“In less than six months we more than doubled our catalogue,” says Stephen Sams, in between sips from his ambiguous drink in a nondescript Mason jar. He’s currently explaining the next evolution of his raucous psychedelic quartet, the Redlight District. “Plus we’re halfway done with a new E.P.”
When GT last met up with the band earlier this year, the rock ‘n’ roll outfit was working on their Dirty Magazine EP (released last June), but a lot has changed in less than a year. For example: half of the band.
“We essentially had three weeks before our first show,” guitarist Ravi Lamb remembers of his and drummer Keoki Thompson’s first show, at the Catalyst in June.
“That was something else,” laughs Sams.
The band also headlined the Blue Lagoon Stage at this year’s Santa Cruz Music Festival in October.
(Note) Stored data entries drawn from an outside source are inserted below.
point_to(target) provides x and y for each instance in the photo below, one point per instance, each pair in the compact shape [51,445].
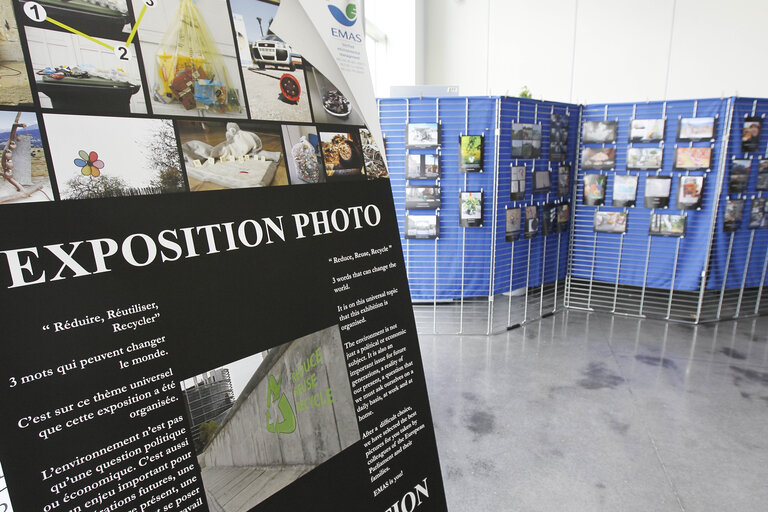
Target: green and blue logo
[346,17]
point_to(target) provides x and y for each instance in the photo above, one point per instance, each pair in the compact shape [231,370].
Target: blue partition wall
[475,262]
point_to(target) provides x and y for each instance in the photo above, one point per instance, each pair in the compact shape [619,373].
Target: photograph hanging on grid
[646,130]
[758,217]
[644,159]
[598,159]
[594,189]
[667,224]
[471,153]
[750,135]
[558,137]
[693,159]
[624,190]
[471,209]
[689,192]
[599,132]
[610,222]
[734,211]
[657,190]
[739,178]
[692,129]
[512,226]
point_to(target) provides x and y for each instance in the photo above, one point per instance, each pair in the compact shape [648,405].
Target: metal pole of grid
[574,199]
[715,208]
[495,205]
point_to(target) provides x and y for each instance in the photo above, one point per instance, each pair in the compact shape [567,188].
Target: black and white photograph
[667,224]
[598,159]
[564,180]
[517,183]
[422,135]
[471,209]
[512,226]
[750,135]
[263,422]
[624,190]
[646,130]
[531,221]
[734,211]
[738,180]
[422,226]
[542,181]
[657,190]
[689,192]
[422,198]
[594,189]
[758,216]
[558,137]
[599,132]
[526,140]
[644,159]
[610,222]
[692,129]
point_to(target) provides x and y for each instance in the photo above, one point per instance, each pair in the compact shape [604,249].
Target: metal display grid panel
[706,275]
[461,282]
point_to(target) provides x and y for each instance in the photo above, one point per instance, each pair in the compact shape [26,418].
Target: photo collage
[142,97]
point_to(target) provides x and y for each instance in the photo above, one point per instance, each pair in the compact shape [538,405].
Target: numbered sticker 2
[122,53]
[35,11]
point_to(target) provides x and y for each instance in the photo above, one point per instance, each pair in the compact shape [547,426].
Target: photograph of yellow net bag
[190,68]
They played to a packed audience that couldn’t resist the Redlight District’s infectious music and invaded the stage—to dance—by the end of the set.
“That was probably the most accomplished I’ve felt so far,” Sams says. “Because I felt like we were able to achieve our place [in the music scene].”
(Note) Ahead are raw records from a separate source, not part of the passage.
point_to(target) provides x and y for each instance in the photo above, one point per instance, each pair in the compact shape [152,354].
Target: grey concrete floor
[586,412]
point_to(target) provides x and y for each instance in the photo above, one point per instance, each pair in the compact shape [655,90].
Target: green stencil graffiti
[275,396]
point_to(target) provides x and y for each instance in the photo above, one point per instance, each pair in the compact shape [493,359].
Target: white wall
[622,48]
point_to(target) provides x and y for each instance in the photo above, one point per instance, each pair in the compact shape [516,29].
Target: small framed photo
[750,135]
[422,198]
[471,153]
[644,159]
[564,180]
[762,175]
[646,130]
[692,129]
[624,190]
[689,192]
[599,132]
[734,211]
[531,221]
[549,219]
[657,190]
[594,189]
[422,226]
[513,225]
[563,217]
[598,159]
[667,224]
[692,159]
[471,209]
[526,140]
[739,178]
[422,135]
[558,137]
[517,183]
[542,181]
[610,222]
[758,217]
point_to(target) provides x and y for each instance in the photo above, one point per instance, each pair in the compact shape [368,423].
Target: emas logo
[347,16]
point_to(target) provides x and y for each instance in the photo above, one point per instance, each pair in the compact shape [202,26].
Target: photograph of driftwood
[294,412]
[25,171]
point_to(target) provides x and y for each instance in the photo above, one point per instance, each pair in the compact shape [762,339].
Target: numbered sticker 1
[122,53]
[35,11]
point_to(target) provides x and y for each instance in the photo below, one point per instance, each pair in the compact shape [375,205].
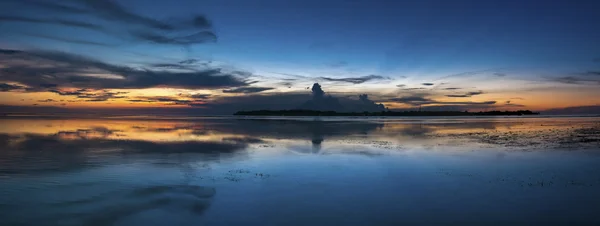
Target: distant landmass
[300,112]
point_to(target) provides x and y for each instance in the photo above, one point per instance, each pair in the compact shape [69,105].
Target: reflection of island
[300,112]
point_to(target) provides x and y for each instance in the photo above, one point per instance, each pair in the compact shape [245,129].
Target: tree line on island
[300,112]
[326,105]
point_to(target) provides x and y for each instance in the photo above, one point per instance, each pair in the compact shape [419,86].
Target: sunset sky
[218,57]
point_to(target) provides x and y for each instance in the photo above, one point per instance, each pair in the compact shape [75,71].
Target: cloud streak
[355,80]
[469,94]
[65,70]
[247,90]
[117,21]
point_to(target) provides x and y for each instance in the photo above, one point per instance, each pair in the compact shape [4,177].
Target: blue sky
[460,43]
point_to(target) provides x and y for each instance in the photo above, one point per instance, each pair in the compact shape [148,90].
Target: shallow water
[342,171]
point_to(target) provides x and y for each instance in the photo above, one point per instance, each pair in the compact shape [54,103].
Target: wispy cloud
[247,90]
[117,21]
[468,94]
[355,80]
[72,71]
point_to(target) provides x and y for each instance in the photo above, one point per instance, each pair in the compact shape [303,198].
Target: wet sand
[431,171]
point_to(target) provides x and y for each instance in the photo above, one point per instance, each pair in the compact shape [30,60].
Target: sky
[218,57]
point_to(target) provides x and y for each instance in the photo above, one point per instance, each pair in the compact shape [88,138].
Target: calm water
[342,171]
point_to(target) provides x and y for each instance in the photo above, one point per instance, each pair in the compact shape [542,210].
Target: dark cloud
[69,40]
[320,102]
[469,94]
[4,87]
[594,109]
[338,64]
[90,95]
[196,96]
[47,100]
[471,73]
[510,104]
[413,100]
[417,100]
[247,90]
[199,37]
[414,88]
[189,61]
[167,100]
[120,22]
[181,99]
[73,71]
[355,80]
[575,80]
[9,18]
[594,73]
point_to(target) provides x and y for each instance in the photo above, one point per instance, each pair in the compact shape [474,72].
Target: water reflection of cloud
[33,153]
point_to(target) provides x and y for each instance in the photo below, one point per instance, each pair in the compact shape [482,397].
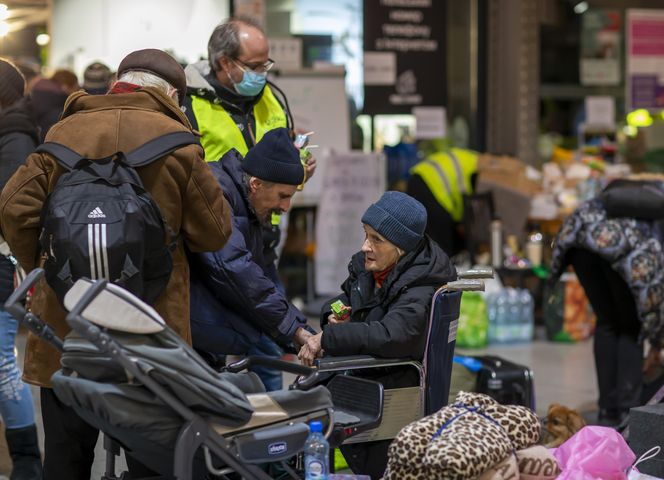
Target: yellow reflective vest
[219,133]
[448,177]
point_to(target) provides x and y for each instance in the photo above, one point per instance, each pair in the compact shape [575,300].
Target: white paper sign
[352,182]
[380,68]
[430,122]
[287,53]
[600,110]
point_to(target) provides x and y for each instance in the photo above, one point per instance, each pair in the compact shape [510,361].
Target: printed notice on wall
[601,40]
[352,182]
[645,59]
[429,122]
[600,111]
[380,68]
[404,55]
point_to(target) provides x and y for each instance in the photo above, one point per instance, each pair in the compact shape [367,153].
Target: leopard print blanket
[462,440]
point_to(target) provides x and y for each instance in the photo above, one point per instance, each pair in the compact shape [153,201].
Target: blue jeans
[16,406]
[271,378]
Since 2011, the Redlight District has carefully measured a blend of soul, jazz, flamenco and blues into a sound that was reminiscent of the Doors: sultry and mysterious, but not intimidating. However, with the addition of Thompson and Lamb, the band has morphed back into a true rock ‘n’ roll outfit, using every color of the musical palate.
“The cool thing about rock ‘n’ roll: it’s a big umbrella, and within it you can accomplish a lot,” emphasizes Lamb.
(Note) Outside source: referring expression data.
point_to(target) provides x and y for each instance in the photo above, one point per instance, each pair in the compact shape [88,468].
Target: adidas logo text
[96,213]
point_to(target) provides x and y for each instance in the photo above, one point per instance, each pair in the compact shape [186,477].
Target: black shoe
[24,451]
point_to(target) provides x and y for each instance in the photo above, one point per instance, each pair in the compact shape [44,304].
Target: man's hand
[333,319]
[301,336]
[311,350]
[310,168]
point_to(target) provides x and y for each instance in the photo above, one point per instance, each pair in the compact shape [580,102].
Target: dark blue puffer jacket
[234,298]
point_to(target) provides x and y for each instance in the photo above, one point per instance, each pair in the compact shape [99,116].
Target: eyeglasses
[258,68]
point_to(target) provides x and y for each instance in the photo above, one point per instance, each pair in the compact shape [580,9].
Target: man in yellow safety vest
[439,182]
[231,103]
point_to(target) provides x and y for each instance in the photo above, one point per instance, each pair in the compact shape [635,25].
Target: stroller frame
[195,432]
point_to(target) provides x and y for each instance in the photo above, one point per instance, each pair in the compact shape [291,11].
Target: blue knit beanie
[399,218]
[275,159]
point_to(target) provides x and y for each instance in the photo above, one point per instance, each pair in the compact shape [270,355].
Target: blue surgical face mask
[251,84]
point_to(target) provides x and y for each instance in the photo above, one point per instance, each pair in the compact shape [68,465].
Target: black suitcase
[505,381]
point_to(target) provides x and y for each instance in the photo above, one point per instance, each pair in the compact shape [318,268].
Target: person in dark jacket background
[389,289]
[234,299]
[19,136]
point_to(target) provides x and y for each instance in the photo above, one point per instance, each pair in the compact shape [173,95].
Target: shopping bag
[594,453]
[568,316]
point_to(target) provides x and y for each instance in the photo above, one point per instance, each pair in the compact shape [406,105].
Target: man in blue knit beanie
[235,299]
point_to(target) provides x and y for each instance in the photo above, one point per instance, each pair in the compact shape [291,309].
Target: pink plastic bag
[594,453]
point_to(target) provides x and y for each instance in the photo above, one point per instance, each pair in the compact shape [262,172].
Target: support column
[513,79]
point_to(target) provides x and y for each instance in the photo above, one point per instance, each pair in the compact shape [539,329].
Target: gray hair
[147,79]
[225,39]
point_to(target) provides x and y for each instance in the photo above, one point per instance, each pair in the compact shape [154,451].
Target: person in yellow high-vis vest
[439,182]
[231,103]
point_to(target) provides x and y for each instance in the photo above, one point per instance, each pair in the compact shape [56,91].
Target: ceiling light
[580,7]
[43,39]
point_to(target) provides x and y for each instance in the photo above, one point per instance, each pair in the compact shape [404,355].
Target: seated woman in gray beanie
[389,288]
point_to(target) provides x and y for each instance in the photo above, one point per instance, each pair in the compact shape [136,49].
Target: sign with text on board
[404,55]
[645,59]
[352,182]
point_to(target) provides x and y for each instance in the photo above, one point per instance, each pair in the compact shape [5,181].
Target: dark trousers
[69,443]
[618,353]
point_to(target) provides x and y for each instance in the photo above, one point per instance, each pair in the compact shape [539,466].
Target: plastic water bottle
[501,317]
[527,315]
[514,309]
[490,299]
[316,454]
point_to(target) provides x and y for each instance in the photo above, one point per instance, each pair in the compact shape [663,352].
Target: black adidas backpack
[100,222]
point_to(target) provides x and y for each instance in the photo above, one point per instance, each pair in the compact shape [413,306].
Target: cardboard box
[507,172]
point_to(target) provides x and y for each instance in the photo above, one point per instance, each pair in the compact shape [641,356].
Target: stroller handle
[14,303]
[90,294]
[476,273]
“The whole experience has been growth, not just as musicians, but as people,” says keyboardist Dan Leitner.
With little over a month of 2015 left, the Redlight District has big plans to go out with a bang and infuse 2016 with fresh tunes.
On Nov. 24, they are playing their first of two end-of-the-year shows in town, beginning at the Crepe Place with Gentlemen Amateurs (from Berkeley). On Dec. 30, the Redlight District is closing out the year at the Catalyst with the Coo Coo Birds (San Francisco) and folk artist Allen Instead. They’re also halfway done with their new EP, the working title for which is One Hour Motel, set to be released early next year.